I am doing research estimating the value at risk for non-normally distributed assets. I need help in the process of estimating the parameters of Student's t distribution and which method to use. I would highly appreciate any assistance in this issue.
The pdfs of Student-t distributions have asymptotically Paretian tails, and the tail shape parameter (aka the maximal moment exponent) is equal to the distribution's degrees of freedom parameter. Assuming you have enough observations, you could estimate the Pareto parameter using the so-called Hill method (named after Bruce Hill, 1975). A word of caution: Use of the Hill method (and derived methods) is often criticized in fairly broad and rather unqualified ways. The main point to remember when using Hill's method is to use only observations that fall "safely" in the distribution's tails. Where this region lies differs from distribution to distribution. The only reasonably "safe" way is to plot the data in double-log coordinates: if the distribution does have Paretian tails, you'll see it in the graph, and you'll know where to set the cutoff for the observations that belong in the respective left and right tails.

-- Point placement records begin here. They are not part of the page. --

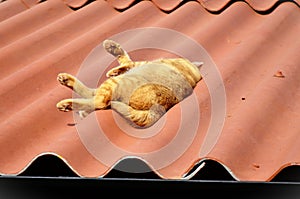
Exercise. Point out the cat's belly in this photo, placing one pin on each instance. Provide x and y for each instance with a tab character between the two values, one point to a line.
143	86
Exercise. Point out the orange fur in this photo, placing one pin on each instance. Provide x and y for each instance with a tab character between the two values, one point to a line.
142	92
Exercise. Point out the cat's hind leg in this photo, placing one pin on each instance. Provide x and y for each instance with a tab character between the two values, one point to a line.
76	85
138	118
82	106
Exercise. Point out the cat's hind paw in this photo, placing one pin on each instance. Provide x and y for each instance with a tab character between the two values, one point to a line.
66	79
113	48
65	105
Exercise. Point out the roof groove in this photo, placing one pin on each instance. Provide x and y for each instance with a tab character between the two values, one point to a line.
247	47
226	4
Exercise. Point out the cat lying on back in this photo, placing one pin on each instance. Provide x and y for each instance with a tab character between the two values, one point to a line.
141	92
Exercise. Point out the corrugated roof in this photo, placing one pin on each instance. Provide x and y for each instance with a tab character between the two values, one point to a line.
252	46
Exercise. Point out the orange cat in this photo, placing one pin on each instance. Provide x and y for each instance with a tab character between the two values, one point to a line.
141	92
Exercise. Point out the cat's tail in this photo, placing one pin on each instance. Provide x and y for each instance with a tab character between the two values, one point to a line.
138	118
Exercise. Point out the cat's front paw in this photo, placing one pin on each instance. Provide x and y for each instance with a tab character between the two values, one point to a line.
113	48
65	105
117	71
66	79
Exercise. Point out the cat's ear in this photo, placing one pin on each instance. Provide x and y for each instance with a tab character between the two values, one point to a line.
198	64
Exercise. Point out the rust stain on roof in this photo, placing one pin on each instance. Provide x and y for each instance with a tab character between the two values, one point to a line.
260	124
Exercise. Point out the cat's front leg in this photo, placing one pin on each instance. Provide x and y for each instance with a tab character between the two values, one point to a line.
124	60
77	86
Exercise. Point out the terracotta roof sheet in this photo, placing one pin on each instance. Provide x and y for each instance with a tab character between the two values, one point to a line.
248	122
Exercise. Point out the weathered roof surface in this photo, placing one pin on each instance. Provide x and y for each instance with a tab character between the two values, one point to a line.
251	46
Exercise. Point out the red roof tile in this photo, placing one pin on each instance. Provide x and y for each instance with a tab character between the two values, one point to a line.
252	132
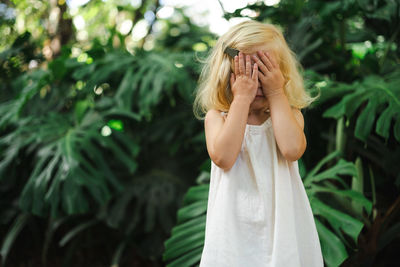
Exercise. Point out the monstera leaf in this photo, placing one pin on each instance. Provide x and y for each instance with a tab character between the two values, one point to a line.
334	214
333	219
185	245
378	97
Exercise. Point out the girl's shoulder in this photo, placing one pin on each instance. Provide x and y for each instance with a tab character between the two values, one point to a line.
214	115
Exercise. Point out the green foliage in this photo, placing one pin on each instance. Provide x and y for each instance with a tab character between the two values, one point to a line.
334	221
185	245
382	95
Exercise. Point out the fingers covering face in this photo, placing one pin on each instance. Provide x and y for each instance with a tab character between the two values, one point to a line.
243	65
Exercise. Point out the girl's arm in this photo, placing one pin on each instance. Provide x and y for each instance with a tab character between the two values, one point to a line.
224	139
288	127
287	124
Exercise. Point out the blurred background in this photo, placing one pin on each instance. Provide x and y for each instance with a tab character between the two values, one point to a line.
102	162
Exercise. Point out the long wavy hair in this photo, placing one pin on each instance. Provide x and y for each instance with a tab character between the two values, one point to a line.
214	90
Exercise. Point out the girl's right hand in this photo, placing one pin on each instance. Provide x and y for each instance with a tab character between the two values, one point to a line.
244	82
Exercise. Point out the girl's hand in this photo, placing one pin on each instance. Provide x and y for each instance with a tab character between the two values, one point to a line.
270	75
244	82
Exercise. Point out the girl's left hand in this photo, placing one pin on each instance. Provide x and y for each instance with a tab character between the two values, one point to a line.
270	75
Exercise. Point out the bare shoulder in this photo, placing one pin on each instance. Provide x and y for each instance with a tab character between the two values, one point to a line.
213	117
299	117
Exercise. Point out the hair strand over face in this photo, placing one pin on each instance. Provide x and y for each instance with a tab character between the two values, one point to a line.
214	90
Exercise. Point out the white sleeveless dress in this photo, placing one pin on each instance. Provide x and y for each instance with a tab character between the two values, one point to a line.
258	212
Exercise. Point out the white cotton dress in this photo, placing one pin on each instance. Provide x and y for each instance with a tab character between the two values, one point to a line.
258	212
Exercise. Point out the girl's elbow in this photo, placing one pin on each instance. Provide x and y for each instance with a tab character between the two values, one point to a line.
294	154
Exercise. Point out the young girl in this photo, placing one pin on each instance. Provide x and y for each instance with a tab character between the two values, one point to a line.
258	211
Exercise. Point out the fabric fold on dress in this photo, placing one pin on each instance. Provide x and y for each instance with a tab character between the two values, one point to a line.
258	212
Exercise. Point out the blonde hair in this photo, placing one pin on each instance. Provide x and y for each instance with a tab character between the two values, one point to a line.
214	91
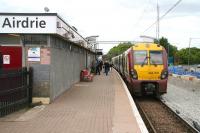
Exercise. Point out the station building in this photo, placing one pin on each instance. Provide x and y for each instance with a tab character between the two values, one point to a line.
44	41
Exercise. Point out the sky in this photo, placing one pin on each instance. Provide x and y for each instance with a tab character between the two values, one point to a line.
121	20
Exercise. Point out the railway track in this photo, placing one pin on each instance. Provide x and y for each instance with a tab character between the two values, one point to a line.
159	118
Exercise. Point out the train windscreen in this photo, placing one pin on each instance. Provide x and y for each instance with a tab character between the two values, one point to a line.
156	57
140	57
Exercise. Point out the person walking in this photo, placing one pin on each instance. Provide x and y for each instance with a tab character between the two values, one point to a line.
97	67
106	67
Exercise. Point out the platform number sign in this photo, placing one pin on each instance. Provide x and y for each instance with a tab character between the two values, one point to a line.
6	59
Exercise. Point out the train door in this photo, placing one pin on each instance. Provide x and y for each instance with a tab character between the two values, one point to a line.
11	57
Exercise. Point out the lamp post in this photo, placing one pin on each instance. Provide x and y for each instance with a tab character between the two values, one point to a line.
190	41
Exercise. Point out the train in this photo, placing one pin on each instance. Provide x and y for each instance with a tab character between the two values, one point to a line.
144	66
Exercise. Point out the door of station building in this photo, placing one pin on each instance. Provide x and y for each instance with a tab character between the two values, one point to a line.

In software R use the function fitdistr ( package MASS). For more information: http://stat.ethz.ch/R-manual/R-patched/library/MASS/html/fitdistr.html
A modified version of the Hill estimator can be used to estimate degrees of freedom if the assumption is the tails are t distributed. You can calculate (I) hill estimator from data (ii) hill estimator from theoretical normal distribution with same cut off. Then use the fact that the bias of hill estimator is largest for normal distribution and decreases as distribution is more fat tailed.